In August 2017, the British government launched a consultation study regarding the possibility of introducing CCTV cameras in slaughterhouses. Due to an overwhelmingly positive response (99% of the four thousand respondents were in support), the initiative was introduced to Parliment, and will officially take effect in May 2018.
Environment Secretary, Michale Gove, championed this new legislation. He crafted a message around the new law, insisting it would uphold England’s reputation as a leader in animal welfare. In a press release issued by the British government, Gove stated, “We have some of the highest animal welfare standards in the world and want to cement our status as a global leader by continuing to raise the bar.”
Gove furthered his argument by pointing to the consultation, demonstrating the constituent’s strong support for this measure. “The reaction to the consultation highlights the strength of feeling among the public that all animals should be treated with the utmost respect at all stages of life and be subject to the highest possible welfare standards.”
According to Gove, passing this legislation would be an extremely beneficial move for Parliament.

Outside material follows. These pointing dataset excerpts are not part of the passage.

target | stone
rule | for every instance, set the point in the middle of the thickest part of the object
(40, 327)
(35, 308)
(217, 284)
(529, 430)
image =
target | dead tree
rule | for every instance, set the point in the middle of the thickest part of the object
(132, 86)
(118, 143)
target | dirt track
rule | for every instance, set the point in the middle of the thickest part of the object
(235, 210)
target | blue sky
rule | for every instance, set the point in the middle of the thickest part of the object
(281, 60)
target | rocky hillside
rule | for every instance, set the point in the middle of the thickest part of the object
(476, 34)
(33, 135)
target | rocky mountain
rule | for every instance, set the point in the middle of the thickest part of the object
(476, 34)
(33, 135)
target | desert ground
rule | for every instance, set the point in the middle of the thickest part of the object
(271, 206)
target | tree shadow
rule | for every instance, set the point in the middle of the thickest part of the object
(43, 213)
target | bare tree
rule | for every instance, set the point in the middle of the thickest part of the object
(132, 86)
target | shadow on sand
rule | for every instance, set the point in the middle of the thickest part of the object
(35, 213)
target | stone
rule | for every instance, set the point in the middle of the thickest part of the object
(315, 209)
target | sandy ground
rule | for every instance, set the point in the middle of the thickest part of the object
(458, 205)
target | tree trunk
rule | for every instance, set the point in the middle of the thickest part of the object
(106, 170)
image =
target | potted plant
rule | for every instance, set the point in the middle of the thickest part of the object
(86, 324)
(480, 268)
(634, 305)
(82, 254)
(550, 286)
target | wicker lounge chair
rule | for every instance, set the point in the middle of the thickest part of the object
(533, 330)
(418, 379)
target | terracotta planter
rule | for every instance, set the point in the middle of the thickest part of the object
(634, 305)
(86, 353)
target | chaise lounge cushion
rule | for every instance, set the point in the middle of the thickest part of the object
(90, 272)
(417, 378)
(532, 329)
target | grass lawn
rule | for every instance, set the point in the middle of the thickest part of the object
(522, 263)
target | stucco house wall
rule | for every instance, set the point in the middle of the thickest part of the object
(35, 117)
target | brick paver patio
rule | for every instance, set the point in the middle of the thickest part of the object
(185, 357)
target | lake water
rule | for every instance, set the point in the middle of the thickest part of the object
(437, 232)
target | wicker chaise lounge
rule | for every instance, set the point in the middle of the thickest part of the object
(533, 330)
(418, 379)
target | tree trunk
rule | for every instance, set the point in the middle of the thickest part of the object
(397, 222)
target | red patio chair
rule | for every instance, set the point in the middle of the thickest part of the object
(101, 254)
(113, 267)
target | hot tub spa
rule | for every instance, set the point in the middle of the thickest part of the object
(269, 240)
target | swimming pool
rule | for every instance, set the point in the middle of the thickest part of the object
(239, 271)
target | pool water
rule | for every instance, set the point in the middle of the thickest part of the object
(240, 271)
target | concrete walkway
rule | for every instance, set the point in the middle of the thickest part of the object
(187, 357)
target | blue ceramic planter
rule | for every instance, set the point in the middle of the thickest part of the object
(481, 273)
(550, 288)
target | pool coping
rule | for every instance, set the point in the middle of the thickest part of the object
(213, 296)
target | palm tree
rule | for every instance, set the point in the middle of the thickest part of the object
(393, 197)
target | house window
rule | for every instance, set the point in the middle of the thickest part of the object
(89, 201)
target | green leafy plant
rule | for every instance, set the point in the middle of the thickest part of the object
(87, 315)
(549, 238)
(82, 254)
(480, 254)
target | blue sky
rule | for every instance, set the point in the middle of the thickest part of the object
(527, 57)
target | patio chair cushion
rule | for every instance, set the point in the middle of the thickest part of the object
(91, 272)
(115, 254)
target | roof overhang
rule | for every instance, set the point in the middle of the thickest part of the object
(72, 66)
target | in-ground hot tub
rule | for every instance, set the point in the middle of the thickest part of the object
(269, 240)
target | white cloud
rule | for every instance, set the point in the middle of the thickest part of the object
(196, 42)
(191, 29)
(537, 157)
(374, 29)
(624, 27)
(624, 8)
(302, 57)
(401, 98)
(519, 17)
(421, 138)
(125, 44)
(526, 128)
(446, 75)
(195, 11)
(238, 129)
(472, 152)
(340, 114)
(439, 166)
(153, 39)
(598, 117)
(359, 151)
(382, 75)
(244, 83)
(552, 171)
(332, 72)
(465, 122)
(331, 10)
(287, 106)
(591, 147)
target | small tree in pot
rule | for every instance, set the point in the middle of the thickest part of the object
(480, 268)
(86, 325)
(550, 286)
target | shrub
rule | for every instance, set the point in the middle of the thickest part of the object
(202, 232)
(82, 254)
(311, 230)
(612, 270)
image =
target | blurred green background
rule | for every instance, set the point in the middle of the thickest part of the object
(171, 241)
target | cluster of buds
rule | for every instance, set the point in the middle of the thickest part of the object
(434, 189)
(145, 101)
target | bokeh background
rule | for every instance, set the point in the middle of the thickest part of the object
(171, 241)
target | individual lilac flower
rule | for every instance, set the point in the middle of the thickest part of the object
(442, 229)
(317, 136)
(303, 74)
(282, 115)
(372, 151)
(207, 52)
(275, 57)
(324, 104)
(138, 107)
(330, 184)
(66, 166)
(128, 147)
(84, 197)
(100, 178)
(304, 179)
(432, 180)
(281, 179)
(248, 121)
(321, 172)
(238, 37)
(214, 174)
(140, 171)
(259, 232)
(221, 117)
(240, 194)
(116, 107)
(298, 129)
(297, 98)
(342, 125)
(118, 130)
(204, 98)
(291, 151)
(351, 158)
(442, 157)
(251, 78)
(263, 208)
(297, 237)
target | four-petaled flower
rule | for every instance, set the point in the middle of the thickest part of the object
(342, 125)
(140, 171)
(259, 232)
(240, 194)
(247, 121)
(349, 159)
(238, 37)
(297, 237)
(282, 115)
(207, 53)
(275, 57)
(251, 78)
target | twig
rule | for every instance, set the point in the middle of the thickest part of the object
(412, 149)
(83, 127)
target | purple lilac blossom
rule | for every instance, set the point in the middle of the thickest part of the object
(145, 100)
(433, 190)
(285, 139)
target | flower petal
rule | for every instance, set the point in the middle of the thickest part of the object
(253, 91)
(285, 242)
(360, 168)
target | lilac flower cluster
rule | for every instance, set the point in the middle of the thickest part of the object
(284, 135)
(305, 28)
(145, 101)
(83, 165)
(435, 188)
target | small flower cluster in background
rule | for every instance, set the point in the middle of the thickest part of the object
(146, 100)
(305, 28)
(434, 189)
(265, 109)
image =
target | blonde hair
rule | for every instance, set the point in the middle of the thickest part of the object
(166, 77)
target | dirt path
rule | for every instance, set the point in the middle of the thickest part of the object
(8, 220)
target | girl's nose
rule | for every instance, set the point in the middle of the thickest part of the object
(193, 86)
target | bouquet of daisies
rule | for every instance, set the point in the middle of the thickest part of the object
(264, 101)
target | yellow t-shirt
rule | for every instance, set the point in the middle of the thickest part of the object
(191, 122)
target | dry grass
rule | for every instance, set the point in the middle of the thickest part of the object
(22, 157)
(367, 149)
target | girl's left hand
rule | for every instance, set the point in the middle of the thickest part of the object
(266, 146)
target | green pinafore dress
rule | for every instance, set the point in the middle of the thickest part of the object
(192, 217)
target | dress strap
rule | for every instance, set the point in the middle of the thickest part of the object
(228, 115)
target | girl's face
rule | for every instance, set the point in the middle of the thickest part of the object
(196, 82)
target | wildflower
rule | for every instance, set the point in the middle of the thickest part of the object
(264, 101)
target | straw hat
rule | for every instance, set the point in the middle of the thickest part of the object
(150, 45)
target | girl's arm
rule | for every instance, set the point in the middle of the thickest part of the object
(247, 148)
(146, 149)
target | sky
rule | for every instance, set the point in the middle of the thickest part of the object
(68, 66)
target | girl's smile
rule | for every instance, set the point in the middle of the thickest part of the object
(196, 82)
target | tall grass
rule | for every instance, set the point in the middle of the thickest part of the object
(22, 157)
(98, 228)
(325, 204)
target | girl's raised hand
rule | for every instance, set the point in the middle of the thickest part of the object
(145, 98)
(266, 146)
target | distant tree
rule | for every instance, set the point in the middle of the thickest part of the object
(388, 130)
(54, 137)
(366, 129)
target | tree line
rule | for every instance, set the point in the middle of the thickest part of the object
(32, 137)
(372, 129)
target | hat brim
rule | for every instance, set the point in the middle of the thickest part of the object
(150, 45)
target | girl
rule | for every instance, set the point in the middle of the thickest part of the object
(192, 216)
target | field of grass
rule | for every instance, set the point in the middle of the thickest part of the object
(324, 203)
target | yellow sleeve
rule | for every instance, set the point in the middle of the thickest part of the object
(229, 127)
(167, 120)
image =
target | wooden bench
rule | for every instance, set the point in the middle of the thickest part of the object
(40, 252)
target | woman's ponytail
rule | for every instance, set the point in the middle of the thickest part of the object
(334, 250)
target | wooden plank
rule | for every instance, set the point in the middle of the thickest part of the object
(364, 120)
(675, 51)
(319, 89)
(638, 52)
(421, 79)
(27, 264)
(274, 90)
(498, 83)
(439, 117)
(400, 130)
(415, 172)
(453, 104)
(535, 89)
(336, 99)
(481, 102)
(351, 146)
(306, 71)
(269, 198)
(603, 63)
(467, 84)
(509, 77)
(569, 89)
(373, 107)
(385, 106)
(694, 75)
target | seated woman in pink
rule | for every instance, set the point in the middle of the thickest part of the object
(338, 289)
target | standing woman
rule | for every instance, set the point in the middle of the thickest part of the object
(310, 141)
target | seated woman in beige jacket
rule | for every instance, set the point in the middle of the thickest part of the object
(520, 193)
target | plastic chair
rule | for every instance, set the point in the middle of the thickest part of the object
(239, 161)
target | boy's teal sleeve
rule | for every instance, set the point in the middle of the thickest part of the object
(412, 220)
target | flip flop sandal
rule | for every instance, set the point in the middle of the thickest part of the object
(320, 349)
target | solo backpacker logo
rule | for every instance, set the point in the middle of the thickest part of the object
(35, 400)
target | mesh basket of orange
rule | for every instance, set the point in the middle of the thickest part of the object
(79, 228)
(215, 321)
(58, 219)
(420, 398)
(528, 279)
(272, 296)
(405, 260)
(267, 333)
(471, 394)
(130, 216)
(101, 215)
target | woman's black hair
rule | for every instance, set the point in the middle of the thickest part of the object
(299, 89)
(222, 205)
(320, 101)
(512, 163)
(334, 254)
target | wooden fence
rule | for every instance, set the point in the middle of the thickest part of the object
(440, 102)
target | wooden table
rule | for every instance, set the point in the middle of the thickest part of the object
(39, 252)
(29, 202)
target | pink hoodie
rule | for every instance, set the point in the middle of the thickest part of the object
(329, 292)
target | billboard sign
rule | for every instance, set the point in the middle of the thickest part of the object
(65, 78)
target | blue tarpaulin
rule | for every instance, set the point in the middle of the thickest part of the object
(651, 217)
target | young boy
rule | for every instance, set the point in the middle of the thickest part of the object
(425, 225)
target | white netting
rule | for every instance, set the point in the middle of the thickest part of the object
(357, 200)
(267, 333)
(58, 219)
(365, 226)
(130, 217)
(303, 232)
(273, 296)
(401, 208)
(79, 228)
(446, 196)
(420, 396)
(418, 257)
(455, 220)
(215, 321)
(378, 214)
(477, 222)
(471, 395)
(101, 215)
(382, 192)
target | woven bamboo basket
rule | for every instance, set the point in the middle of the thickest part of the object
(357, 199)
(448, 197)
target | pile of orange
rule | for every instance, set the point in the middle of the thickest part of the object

The progressive act would strengthen England’s global prowess in the field of animal welfare, as well as gain favorable attention from the constituents it serves.
The specifics of this legislation involve mandatory installation of CCTV cameras in every area where live animals are present. The real-time footage will be available for review by the government’s Food Standards Agency’s (FSA) Official Veterinarians, who will have unrestricted access to the past ninety days of recordings. If a business is found to be uncompliant in its animal welfare practices, the FSA can issue an enforcement warning, suspend or revoke a worker’s license, or initiate a criminal investigation, depending on the severity of the mistreatment.
Heather Hancock, Chairman of the FSA, is hopeful regarding this mandate. She spoke on behalf of the agency, stating, “I welcome this new legislation being introduced. It will help businesses to improve animal welfare and hygiene standards across the industry.” She continued, “We look forward to working with the industry as CCTV plans are implemented, and to seeing public confidence rise as a result.”
Although the goal is to improve animal welfare and reduce suffering, there is a fear that this legislation will support complacency in regards to animal butchery. If consumers are assured their food is treated humanely before slaughter, will they question the inhumanity of slaughter itself? Animal Aid, the UK’s largest animal rights group, has shown support for the new law, recognizing it as a baby step toward a more compassionate world. However, its Director, Isobel Hutchinson, did ask for independent reviews of the footage, in addition to the Official Veterinarian reviews.
Hutchinson further remarked, “It is also vital to remember that there is no such thing as cruelty-free slaughter. Even when no laws are broken, slaughter is a stressful, brutal and violent process. No animal wants to die, and there is simply no need to rear and kill animals for food. Since we can be happy and healthy on a completely animal-free diet, we urge anyone who cares about animals to go vegan.”
The full legislation was brought before Parliament on February 23, 2018, and is scheduled to take effect in May 2018. Businesses will have six months to comply with the mandate, meaning that all English slaughterhouses will have live cameras by the end of this year.